Overnight figures showed that "The End of the World" was watched by 7.3 million viewers in the UK, down 2.6 million viewers from the premiere. When final ratings were calculated, figures rose to 7.97 million. The episode received an Audience Appreciation Index score of 76, which was the lowest in the show's history until 2015's "Sleep No More".

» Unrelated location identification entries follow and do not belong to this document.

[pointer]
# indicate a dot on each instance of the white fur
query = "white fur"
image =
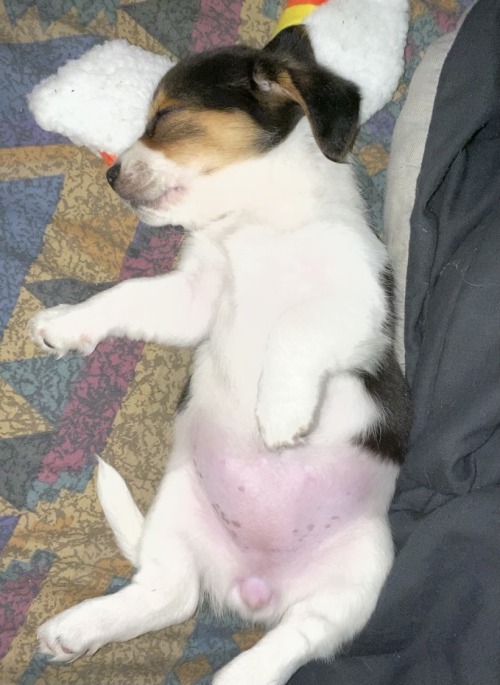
(279, 289)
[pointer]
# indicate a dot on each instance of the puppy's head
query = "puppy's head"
(228, 105)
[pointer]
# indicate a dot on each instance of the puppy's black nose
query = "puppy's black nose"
(112, 174)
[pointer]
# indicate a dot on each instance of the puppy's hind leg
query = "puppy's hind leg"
(337, 606)
(164, 592)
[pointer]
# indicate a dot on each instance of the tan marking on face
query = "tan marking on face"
(205, 139)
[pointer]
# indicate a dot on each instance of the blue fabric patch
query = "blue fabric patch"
(26, 207)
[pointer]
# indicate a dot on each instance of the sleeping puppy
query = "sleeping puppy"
(290, 436)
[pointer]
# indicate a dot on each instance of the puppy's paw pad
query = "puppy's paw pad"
(50, 643)
(61, 329)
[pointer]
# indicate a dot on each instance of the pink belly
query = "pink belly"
(276, 504)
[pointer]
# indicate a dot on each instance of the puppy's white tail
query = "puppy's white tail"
(122, 513)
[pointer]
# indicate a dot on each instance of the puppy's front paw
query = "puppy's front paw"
(283, 422)
(65, 638)
(66, 327)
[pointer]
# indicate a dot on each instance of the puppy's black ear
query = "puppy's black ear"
(287, 69)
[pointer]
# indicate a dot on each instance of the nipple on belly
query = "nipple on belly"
(255, 593)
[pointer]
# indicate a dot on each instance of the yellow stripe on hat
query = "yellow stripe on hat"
(295, 12)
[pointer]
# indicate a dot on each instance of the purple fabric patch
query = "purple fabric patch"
(217, 24)
(7, 526)
(98, 393)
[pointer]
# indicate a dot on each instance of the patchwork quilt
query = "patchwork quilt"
(64, 235)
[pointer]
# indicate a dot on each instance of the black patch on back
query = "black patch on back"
(388, 438)
(388, 387)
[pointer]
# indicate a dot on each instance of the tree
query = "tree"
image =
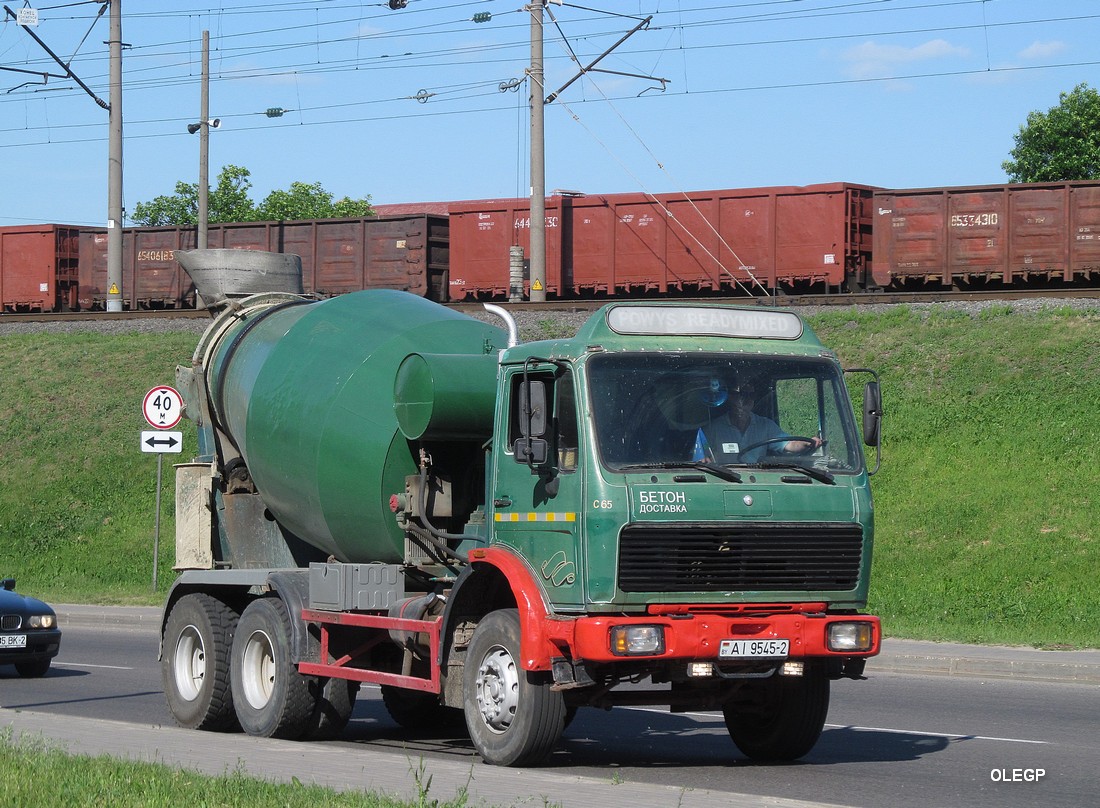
(1060, 144)
(229, 201)
(310, 201)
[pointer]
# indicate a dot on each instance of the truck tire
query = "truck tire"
(787, 720)
(195, 665)
(513, 716)
(272, 699)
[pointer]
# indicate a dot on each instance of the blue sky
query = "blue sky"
(406, 106)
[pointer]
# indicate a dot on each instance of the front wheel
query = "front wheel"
(783, 720)
(271, 697)
(513, 716)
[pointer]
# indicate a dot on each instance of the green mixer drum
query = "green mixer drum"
(305, 390)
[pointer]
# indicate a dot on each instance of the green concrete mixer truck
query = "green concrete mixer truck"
(671, 508)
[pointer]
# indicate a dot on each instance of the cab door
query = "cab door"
(537, 487)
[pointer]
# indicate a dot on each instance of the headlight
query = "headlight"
(637, 640)
(850, 637)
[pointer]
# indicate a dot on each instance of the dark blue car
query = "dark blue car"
(29, 634)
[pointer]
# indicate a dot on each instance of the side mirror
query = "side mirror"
(531, 451)
(531, 447)
(872, 413)
(532, 409)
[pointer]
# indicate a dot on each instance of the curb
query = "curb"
(902, 656)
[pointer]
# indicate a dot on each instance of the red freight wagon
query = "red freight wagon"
(695, 242)
(151, 277)
(338, 255)
(37, 267)
(482, 234)
(1010, 233)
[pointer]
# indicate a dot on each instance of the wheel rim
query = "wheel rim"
(189, 663)
(257, 670)
(497, 689)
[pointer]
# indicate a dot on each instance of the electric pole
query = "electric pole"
(114, 164)
(205, 145)
(538, 161)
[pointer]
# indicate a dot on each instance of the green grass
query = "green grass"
(42, 775)
(986, 504)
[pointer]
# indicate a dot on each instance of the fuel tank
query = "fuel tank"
(305, 390)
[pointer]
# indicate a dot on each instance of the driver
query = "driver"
(727, 436)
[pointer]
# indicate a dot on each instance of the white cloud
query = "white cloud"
(871, 59)
(1043, 50)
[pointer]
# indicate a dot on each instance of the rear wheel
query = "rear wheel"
(334, 699)
(195, 663)
(785, 719)
(272, 699)
(513, 716)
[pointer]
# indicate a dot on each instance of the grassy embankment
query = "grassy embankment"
(986, 504)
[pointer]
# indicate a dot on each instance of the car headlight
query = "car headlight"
(637, 640)
(850, 637)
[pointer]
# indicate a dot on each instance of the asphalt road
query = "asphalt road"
(894, 739)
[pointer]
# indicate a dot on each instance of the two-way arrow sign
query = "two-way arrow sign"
(162, 441)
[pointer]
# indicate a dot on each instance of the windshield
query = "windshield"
(657, 409)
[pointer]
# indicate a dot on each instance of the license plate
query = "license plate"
(754, 649)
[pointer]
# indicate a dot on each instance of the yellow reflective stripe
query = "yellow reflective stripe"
(534, 517)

Arnold T Blumburg of the magazine Now Playing gave "The End of the World" a grade of "A−", praising the spectacle as well as the performances of Eccleston and Piper and their developing characters. However, he felt that the climax suffered from pacing issues. SFX called it a "brave episode to air so early, but it works", praising the way the alien concepts were reminiscent to the classic series. However, the reviewer wrote that "the full drama of the event is never quite captured" and "the murder plot...never quite takes flight, but it provides the framework for some brilliant scenes". In Who Is the Doctor, a guide to the revived series, Graeme Burk described "The End of the World" as "sheer, unadulterated fun", particularly praising the emotional connection that was built between the Doctor and Rose. Burk felt that there could have been more of a build-up to the Cassandra revelation, but commented that "a lot of the success of the story" was due to her. Burk's co-author Robert Smith added that the episode allowed Eccleston to shine by offering the Doctor a wide range of emotions. Despite their positive reviews, Burk and Smith noted that the switch at the end of the hallway with giant fans was "contrived" and "silly". In 2013, Patrick Mulkern of Radio Times felt that the episode had everything to be expected from Davies' Doctor Who: boldness, camp, and emotional and character drama. The A.V. Club reviewer Alasdair Wilkins gave the episode a grade of B+, noting that the episode was not concerned with plot, but it succeeded in character moments and reintroducing Doctor Who.